On Tue, Aug 21, 2012 at 03:10:11PM +0200, Steffen Grunewald wrote:
>
> Thanks for this suggestion. I started a fresh attempt, with
> - nfs-common installed to the nfsroot (had been there for a while)
> - live-boot 3.0~b1 replacing patched ~a38
> - /etc/fai/fai/conf copied into nfsroot
> - /usr/share/fai/subroutines patched to deliberately ignore errors
> - your pxe config above
>
> - and failed.
> I had to use the following pxe config:
>
> default fai-generated
>
> label fai-generated
> kernel vmlinuz-install.64.wheezy
> append initrd=initrd-install.64.wheezy ip=dhcp boot=live root=/dev/nfs 
> nfsroot=10.100.200.98:/srv/fai/nfsroots/amd64.wheezy 
> FAI_FLAGS=verbose,sshd,createvt,reboot FAI_ACTION=install
>
> (no aufs; no nfsvers; boot=live seems to be essential while console=tty0
> doesn't, with the exception of the server IP it's pretty close to my
> previous squeeze setup)
>
> *it works*!
>
> Going to check the 71 lines of error.log now...
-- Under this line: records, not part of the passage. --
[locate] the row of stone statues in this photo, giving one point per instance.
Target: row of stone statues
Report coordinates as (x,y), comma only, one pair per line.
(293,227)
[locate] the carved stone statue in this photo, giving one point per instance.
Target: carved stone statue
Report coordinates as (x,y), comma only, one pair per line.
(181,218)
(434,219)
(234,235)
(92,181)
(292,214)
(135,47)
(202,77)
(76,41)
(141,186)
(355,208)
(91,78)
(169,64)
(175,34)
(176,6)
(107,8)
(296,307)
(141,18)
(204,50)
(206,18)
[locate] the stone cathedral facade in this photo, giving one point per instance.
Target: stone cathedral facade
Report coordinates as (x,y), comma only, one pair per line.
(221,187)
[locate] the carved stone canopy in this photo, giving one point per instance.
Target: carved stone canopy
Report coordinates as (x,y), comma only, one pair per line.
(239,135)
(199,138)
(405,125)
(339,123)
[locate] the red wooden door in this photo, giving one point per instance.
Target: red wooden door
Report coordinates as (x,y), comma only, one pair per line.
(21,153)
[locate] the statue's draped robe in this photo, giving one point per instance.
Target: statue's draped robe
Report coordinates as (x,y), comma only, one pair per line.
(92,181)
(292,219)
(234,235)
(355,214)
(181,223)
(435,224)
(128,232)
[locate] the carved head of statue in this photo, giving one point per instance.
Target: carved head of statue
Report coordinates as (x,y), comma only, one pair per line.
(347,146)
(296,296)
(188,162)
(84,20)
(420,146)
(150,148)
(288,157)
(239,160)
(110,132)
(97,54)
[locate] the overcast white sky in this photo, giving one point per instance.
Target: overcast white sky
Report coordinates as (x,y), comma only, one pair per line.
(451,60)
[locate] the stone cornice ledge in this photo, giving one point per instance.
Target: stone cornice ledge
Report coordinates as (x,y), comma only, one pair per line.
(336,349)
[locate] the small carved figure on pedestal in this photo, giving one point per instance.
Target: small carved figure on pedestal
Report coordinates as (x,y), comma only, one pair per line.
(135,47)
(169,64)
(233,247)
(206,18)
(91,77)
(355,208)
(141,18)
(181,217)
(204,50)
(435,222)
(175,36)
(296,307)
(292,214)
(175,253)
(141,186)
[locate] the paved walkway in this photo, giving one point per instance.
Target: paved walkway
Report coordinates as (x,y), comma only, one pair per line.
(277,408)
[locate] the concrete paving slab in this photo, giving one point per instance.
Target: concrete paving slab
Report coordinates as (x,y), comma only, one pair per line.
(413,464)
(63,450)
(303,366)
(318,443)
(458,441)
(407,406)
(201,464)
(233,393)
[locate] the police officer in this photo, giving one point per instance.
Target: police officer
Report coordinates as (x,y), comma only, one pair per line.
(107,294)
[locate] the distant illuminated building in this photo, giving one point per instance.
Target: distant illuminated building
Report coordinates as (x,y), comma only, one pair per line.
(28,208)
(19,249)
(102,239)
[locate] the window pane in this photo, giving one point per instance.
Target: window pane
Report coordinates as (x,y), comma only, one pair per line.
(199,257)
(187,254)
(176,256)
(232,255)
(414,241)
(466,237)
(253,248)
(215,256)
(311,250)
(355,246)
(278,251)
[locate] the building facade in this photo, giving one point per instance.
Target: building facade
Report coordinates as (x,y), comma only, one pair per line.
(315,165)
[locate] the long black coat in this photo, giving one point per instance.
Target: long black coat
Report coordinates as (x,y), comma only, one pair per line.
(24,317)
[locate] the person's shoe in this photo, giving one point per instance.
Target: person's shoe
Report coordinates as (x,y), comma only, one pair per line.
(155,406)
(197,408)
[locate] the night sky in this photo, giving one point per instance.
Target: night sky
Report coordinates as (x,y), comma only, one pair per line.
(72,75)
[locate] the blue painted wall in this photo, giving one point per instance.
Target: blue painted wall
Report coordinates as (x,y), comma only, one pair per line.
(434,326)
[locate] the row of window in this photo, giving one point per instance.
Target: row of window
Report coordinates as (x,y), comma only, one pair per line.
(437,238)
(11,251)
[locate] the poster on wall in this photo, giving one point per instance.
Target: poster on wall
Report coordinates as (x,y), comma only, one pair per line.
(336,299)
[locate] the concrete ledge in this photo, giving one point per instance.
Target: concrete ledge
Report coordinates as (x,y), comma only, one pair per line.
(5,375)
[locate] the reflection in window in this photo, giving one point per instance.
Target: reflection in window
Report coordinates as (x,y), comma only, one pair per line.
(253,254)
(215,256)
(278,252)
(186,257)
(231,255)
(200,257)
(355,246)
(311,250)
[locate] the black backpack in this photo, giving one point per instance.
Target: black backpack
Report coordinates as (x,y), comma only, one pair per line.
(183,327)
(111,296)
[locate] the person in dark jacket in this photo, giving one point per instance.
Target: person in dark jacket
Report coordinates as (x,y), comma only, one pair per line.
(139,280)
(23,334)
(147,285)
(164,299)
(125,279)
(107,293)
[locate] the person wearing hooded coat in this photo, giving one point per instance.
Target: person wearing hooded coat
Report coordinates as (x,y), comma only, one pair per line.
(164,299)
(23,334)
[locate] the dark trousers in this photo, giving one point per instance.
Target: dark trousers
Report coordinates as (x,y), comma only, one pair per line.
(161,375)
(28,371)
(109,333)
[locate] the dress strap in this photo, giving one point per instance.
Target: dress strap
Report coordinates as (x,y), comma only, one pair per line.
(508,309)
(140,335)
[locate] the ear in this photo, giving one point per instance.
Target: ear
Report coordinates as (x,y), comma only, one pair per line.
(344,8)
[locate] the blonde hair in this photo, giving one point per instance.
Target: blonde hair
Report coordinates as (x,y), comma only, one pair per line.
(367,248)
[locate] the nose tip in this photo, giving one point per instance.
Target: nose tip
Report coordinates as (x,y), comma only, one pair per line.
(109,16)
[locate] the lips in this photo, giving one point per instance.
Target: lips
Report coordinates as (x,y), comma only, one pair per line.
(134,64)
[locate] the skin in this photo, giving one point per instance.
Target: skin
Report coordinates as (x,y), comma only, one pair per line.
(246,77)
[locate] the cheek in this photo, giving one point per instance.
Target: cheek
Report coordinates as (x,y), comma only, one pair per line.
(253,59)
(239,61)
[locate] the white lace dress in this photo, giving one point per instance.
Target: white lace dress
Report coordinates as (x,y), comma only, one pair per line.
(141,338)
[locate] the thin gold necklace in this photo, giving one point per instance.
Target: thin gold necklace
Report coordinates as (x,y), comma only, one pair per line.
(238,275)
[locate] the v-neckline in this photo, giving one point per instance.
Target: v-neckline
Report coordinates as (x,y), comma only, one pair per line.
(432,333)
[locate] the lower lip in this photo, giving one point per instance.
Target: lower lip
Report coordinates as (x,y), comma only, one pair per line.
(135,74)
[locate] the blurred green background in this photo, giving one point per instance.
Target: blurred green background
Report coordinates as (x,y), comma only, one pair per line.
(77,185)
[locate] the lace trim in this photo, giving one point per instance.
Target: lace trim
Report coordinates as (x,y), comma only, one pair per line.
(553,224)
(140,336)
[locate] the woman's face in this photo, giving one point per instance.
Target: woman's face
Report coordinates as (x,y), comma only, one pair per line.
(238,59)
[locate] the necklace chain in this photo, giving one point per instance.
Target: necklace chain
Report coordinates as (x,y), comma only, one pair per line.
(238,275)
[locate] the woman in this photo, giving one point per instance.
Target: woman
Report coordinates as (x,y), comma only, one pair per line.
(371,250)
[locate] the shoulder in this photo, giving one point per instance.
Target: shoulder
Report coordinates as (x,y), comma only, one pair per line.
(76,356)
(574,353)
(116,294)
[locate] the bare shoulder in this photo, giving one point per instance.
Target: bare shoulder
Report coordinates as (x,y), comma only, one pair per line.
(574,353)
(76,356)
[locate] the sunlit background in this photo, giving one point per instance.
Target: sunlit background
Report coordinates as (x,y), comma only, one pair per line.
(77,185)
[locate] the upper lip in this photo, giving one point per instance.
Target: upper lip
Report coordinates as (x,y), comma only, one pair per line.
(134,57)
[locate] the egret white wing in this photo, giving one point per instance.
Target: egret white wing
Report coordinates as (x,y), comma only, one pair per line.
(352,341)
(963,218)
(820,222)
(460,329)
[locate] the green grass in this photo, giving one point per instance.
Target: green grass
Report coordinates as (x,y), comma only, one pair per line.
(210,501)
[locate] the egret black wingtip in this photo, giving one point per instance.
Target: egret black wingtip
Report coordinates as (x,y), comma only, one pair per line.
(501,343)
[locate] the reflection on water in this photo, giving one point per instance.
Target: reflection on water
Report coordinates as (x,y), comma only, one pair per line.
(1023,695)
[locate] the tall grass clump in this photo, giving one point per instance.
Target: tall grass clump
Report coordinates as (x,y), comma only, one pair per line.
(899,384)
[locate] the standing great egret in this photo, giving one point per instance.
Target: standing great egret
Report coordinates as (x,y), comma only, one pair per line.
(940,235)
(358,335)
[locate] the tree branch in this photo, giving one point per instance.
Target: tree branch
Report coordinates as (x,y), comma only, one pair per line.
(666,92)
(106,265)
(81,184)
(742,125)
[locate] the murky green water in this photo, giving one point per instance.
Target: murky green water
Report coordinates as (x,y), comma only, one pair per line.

I managed to get my error.log down to zero size, but there's still an
issue I had discovered before: "something" is blocking outside access
to the IPMI interface.
With a SOL session running, I wouldn't get beyond the very initial steps
of system initialisation (last things I saw were HD detection related),
so it probably isn't a FAI issue but something related to the initrd 
and/or tg3 driver.
After rebooting into the default Wheezy kernel, I can access the IPMI
via the host interface, but not using lanplus. I cannot even ping the
IP (which has been properly set during FAi setup, and again by rc.local
- confirmed by "ipmitool lan print 1" and messages sent to syslog).

Anyone else seen this behaviour? Any hints how to fix this, if possible?